The Boathouse building will consist of a boat storage area on the ground floor, a first floor club recreational room with changing facilities, and on the second floor, storage lockers for the members – Michael Simmons of Critical Mass Architects designed the building; naturally taking inspiration from boats, with the shape resembling an upturned yacht. The frame is a 235mm closed panel system, which achieves a U-value of 0.13 through the external wall panels. The day-by-day build programme is, however, being dictated by the tides, as the lorries and cranes need to access the site along the foreshore – so remember to keep an eye on our Facebook page for progress updates!
This project is sandwiched between two other non-domestic builds we are involved in:
We have just completed a job at Cleeve Abbey in Washford, Somerset, on a Medieval monastic site managed by English Heritage. The monastery was founded at the end of the 12th century by the Cistercian Order, and was disestablished in 1537 by Henry VIII during the Dissolution of the Monasteries. The Abbey Church soon fell into ruin… However, the domestic portion of the monastery was saved by being converted into a country house, and then farm storage buildings.
Archaeological work on the site of the 13th century ruined refectory – adjacent to the existing intact 15th century refectory – revealed a tiled floor that is in almost perfect condition. The heraldic motifs on the tiles have allowed the floor to be dated to between 1272 and 1300. English Heritage describes this floor as one of the finest medieval floors in the whole of Europe! As part of the conservation of the floor, a permanent timber structure was designed to protect it from the elements whilst allowing the visiting public to view it at close quarters. Our contract was to supply and erect the portal frames and roof structure. The frames were made using seasoned European Oak with stainless steel flitch beams – each of the six portals measured over 8 metres in width. Follow on trades are currently on site and the building should be finished in the next month or so.

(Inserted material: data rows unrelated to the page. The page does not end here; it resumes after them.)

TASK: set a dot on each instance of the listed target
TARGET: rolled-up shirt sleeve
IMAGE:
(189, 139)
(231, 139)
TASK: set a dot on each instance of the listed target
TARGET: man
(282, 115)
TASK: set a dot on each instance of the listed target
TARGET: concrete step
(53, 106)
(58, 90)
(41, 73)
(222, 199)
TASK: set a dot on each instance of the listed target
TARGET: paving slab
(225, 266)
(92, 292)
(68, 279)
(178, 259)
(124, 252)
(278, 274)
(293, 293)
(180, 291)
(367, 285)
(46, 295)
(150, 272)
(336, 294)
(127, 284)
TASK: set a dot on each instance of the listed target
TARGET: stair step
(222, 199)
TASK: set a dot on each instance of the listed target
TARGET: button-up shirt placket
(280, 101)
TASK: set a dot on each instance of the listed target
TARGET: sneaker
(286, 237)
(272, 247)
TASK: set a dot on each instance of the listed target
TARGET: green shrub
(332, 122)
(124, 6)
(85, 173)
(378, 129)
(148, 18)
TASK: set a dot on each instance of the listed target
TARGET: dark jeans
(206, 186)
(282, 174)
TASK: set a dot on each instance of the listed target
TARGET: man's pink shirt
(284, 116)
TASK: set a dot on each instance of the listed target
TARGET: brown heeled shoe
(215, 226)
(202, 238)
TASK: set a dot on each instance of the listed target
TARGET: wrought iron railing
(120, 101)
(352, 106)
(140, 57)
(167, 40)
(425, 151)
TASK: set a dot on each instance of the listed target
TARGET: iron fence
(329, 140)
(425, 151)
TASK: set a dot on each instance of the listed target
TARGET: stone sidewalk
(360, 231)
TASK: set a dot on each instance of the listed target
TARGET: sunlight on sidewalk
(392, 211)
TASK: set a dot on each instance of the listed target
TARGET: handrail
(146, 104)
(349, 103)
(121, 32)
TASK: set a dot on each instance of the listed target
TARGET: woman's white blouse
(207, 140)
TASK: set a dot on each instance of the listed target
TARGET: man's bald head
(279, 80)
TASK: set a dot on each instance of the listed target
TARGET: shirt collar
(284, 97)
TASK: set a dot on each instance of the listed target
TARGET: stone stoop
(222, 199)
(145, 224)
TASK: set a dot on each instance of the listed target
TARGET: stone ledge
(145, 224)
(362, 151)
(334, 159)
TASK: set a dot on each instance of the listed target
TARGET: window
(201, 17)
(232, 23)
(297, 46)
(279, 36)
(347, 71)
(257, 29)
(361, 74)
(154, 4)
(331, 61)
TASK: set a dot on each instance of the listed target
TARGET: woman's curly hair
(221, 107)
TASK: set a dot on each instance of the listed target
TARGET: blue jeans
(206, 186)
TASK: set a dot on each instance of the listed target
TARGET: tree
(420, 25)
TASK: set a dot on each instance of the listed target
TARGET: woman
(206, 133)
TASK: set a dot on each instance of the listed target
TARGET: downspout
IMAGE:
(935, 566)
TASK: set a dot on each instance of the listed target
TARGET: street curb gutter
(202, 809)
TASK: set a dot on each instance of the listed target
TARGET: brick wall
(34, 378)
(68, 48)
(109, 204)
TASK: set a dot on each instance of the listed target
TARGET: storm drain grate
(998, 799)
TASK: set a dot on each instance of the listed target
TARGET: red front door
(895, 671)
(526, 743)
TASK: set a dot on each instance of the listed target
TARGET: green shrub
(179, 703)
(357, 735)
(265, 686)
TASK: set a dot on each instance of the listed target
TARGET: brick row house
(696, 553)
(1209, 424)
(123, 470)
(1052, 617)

The second non-domestic build, and our third public project, is to supply the timber frame for the new scout building for Sid Vale Scout Group in Sidmouth. The building, measuring about 25 metres by 11 metres, will include a climbing wall, a fully vaulted hall, as well as a first floor element with meeting rooms. The frame will be a 235mm closed panel system and is scheduled to be delivered to site at the beginning of October.